Bakın Allah kitap ehlinin hepsini aynı kefeye koymuyor ve onların içinden bir ayrım yapıyor ve onların özelliklerini sayıyor. Bizler bu uyarıdan, bilgiden faydalanmadan fikirle yürütürsek, yanlış yapmış oluruz. Burası çok önemli. BU İNSANLAR BATILDAN VE HURAFEDEN UZAK, YALNIZ ALLAH IN İNDİRDİĞİ KİTABA TABİ OLMAK İÇİN ÇABA HARCARLARDI DİYOR. Secdeye kapanan dosdoğru insanlardı demek, yalnız Allah a kul olan ondan başka hiç kimseye kulluk yapmayan, yardım istemeyen, şefaat beklemeyen, yalnız ona secde edenler olduğu açıkça bildiriyor. Bu azınlık kişilerin özelliğini saymaya devam ederken, onlar ALLAH A VE AHİRET GÜNÜNE İNANIRLAR, DOĞRU OLANI EMREDER, EĞRİ OLANDAN SAKINIRLAR VE HAYIRLI İŞLERDE BİRBİRİYLE YARIŞIRLAR DİYOR. İşte Allah ın sevgili kulu olmak ve onun cennetine gitmek isteyenler, Allah ın böyle kullarından olması gerekiyor. Aynı konu Maide 69, ayette de bahsediliyor. Böyle kişiler asla üzülecek değillerdir diye belirtiyor Allah. Şimdi yazacağım ayet üzerinde düşünelim.

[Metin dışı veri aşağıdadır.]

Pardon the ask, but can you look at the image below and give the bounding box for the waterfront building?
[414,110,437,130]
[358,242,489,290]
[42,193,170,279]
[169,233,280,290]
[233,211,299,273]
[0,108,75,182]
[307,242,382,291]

Bakara 62: Şüphesiz, inananlar, Yahudi olanlar, Hıristiyanlar ve Sabiilerden ALLAH'A VE AHİRET GÜNÜNE İNANIP YARARLI İŞ YAPANLARIN ECİRLERİ RABLERİNİN KATINDADIR. ONLAR İÇİN ARTIK KORKU YOKTUR. Onlar üzülmeyeceklerdir. (Diyanet meali)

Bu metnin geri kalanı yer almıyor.